Befragungen verschiedener Krankenkassen zeigen, dass viele gesetzlich versicherte Menschen von Schwierigkeiten berichten, innerhalb kurzer Zeit einen passenden Facharzttermin zu finden. Zahlreiche Patientinnen und Patienten schildern diese Hürden in ihrem Alltag. Oft beginnt der Aufwand bereits bei der ersten Kontaktaufnahme. Häufig entstehen längere Wartephasen, die den Behandlungsablauf verzögern können. Gleichzeitig wächst das Interesse an neuen Ansätzen, die den Zugang zur medizinischen Versorgung erleichtern sollen und regionale Unterschiede stärker berücksichtigen.
Viele Menschen erleben tagtäglich, wie schwierig es sein kann, überhaupt jemanden in einer Praxis zu erreichen. Andere stellen fest, dass Rückrufe ausbleiben oder Terminvorschläge weit in der Zukunft liegen. Immer mehr Stimmen aus Patientenvertretungen fordern daher, die regionale Verteilung der Praxen genauer zu betrachten. Vor allem ländliche Räume verlieren zunehmend medizinisches Personal. Besonders deutlich wird das bei manchen Fachbereichen. Selbst wer sich in der Nähe größerer Städte bewegt, trifft auf Hürden. In einigen Orten berichten Betroffene, dass sie deutlich längere Wege einplanen müssen. Ebenso zeigt sich, dass bestimmte Fachrichtungen stärker unter Druck geraten. Unter anderem schildern Menschen aus Rheinland Pfalz, dass sie etwa bei den Zahnärzten in Worms trotz guter Ausstattung manchmal längere Wartezeiten erleben, weil die Nachfrage einfach schneller wächst als die Kapazitäten.
Anschließend offenbart ein Blick auf Zahlen verschiedener Kassenärztlicher Vereinigungen, dass viele Regionen seit Jahren ihre medizinische Balance verlieren, da Praxen altersbedingt schließen und Nachfolgerinnen sowie Nachfolger fehlen. Zugleich verbessert eine gezielte Standortplanung allmählich die Lage. Mancherorts entstehen neue Modelle, die Ärztinnen und Ärzte mit Kommunen zusammenbringen, um geeignete Praxisräume anzubieten. Dieser Ansatz soll vor allem Nachwuchs motivieren, sich nicht nur in Metropolregionen niederzulassen. Darüber hinaus entstehen Pilotprojekte, die mobile Teams in strukturschwachen Gegenden einsetzen. Besonders hilfreich wirken zudem kommunale Gesundheitslotsen, die Patientinnen und Patienten auf freie Termine in anderen Orten aufmerksam machen und beim Organisieren unterstützen. Vielerorts verbessert das bereits den Zugang. Immer mehr Gemeinden prüfen daher, wie sie eigene Unterstützungsangebote aufbauen können.
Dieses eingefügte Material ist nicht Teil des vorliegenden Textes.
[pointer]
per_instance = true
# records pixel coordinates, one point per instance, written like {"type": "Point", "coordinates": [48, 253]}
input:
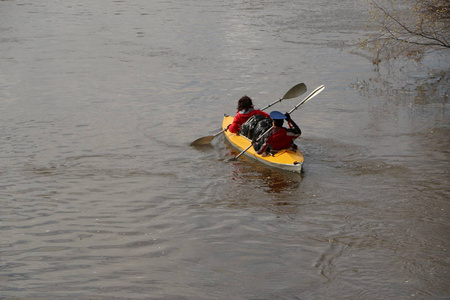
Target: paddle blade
{"type": "Point", "coordinates": [206, 140]}
{"type": "Point", "coordinates": [295, 91]}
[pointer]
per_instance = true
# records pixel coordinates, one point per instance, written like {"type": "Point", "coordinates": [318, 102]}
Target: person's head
{"type": "Point", "coordinates": [277, 118]}
{"type": "Point", "coordinates": [245, 103]}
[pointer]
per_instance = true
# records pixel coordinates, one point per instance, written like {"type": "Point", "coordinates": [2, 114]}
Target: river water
{"type": "Point", "coordinates": [103, 198]}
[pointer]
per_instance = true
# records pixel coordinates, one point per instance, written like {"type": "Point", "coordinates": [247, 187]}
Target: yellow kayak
{"type": "Point", "coordinates": [285, 159]}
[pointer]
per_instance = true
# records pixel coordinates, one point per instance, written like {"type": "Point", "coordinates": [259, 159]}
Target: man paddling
{"type": "Point", "coordinates": [278, 137]}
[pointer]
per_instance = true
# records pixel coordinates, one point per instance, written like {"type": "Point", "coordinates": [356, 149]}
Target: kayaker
{"type": "Point", "coordinates": [245, 111]}
{"type": "Point", "coordinates": [278, 137]}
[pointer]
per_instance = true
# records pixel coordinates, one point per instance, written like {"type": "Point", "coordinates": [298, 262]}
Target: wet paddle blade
{"type": "Point", "coordinates": [295, 91]}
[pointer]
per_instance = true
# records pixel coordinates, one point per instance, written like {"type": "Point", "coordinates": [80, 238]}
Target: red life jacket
{"type": "Point", "coordinates": [240, 119]}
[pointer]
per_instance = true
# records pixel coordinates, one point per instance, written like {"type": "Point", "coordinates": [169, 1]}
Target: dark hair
{"type": "Point", "coordinates": [278, 122]}
{"type": "Point", "coordinates": [244, 103]}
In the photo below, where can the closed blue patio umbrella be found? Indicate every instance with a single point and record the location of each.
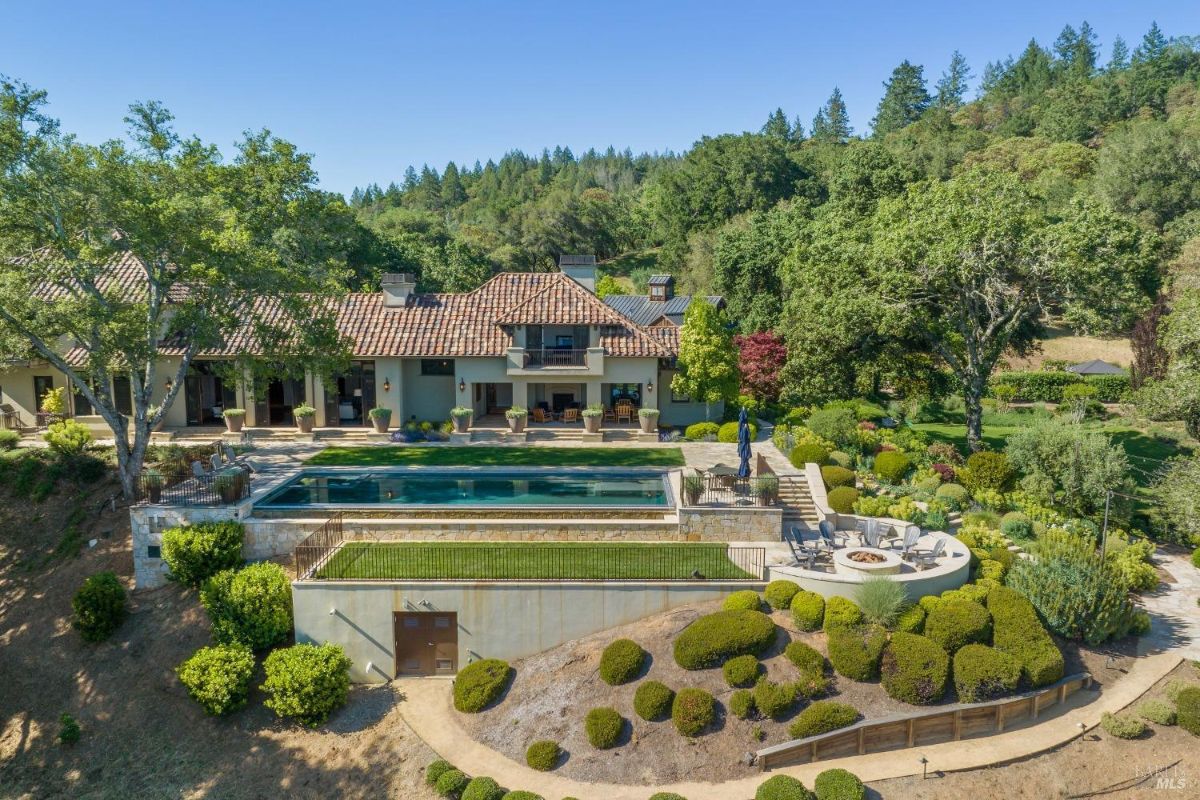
(743, 444)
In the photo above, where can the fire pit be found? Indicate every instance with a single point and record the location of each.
(865, 561)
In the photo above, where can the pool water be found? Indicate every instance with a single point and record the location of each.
(496, 488)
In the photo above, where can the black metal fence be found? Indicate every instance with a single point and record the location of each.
(178, 487)
(318, 546)
(761, 491)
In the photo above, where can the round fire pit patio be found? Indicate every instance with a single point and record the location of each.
(865, 561)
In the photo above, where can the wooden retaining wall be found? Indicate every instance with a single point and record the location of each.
(945, 723)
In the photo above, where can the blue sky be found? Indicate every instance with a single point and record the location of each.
(370, 88)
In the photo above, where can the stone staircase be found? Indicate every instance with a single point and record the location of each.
(797, 501)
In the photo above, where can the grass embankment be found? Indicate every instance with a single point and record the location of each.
(531, 560)
(474, 456)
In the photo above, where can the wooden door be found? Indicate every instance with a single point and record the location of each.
(426, 643)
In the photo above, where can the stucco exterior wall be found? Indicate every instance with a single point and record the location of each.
(496, 619)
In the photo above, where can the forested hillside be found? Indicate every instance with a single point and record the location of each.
(1090, 161)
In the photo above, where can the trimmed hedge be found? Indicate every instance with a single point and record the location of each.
(604, 727)
(652, 701)
(957, 623)
(783, 787)
(196, 553)
(843, 498)
(99, 607)
(693, 711)
(1018, 632)
(779, 593)
(808, 611)
(742, 671)
(714, 638)
(622, 662)
(744, 600)
(822, 717)
(306, 681)
(839, 785)
(856, 651)
(544, 755)
(982, 673)
(480, 684)
(841, 613)
(835, 476)
(915, 669)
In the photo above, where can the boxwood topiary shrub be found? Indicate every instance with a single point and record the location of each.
(982, 673)
(219, 677)
(451, 783)
(483, 788)
(808, 609)
(809, 453)
(841, 499)
(604, 727)
(99, 607)
(892, 465)
(250, 606)
(856, 651)
(772, 699)
(544, 755)
(1018, 632)
(744, 600)
(839, 785)
(915, 669)
(841, 613)
(714, 638)
(835, 476)
(693, 711)
(742, 671)
(742, 704)
(783, 787)
(1187, 710)
(652, 701)
(1122, 726)
(196, 553)
(306, 681)
(779, 593)
(957, 623)
(480, 683)
(622, 662)
(822, 717)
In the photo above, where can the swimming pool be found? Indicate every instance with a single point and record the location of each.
(479, 487)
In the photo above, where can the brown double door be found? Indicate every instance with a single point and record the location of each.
(426, 643)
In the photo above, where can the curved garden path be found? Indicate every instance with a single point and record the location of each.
(427, 709)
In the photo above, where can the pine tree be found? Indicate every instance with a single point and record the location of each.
(905, 100)
(952, 88)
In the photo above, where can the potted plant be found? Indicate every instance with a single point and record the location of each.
(461, 416)
(593, 415)
(153, 480)
(381, 417)
(305, 415)
(234, 419)
(517, 416)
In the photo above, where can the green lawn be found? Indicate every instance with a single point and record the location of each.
(472, 456)
(531, 560)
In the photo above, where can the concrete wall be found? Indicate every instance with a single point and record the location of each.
(496, 619)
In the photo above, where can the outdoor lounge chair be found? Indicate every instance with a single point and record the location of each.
(927, 559)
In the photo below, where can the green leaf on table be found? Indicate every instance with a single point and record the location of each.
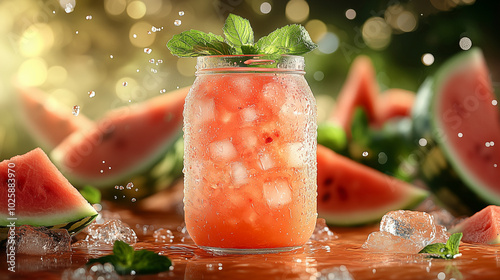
(238, 32)
(291, 39)
(197, 43)
(91, 194)
(442, 250)
(125, 260)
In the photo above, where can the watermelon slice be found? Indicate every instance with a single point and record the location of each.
(456, 113)
(35, 193)
(127, 142)
(482, 227)
(47, 119)
(350, 193)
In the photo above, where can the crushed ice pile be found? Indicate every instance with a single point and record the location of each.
(108, 232)
(322, 232)
(41, 241)
(94, 272)
(406, 231)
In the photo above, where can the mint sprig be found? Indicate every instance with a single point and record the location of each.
(442, 250)
(125, 260)
(239, 39)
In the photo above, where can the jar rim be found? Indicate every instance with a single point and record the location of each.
(250, 62)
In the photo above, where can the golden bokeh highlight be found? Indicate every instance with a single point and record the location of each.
(297, 10)
(32, 72)
(140, 34)
(136, 9)
(124, 88)
(56, 75)
(376, 33)
(316, 28)
(186, 67)
(36, 39)
(115, 7)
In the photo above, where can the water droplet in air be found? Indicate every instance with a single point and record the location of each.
(69, 8)
(76, 110)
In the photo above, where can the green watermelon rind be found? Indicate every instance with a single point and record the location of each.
(426, 103)
(414, 196)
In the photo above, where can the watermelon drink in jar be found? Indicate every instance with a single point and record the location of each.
(250, 154)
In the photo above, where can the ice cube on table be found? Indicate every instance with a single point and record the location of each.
(419, 227)
(322, 232)
(382, 241)
(239, 174)
(41, 241)
(277, 192)
(108, 233)
(222, 150)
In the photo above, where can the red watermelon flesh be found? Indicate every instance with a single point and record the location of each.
(43, 196)
(350, 193)
(482, 227)
(359, 89)
(125, 142)
(467, 120)
(48, 120)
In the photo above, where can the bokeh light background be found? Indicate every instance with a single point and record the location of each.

Zahlreiche Patientinnen und Patienten greifen mittlerweile auf digitale Terminportale zurück. Andere melden, dass sie dort deutlich schneller fündig werden als am Telefon. Besonders hilfreich wirkt, dass viele Portale freie Slots in Echtzeit anzeigen. Immer wieder berichten Nutzerinnen und Nutzer, dass kurzfristig abgesagte Termine rasch wieder vergeben werden. Auch Ärztinnen und Ärzte profitieren, weil Ausfallzeiten sinken. Sehr häufig zeigen Daten der Techniker Krankenkasse aus dem Jahr 2022, dass digitale Buchungen sowohl für Praxen als auch für Patienten spürbare Zeitgewinne bringen. Gleichzeitig verändern neue Tools den Umgang mit Voruntersuchungen. Einige Systeme sammeln vorab medizinische Basisinformationen und entlasten so die Abläufe.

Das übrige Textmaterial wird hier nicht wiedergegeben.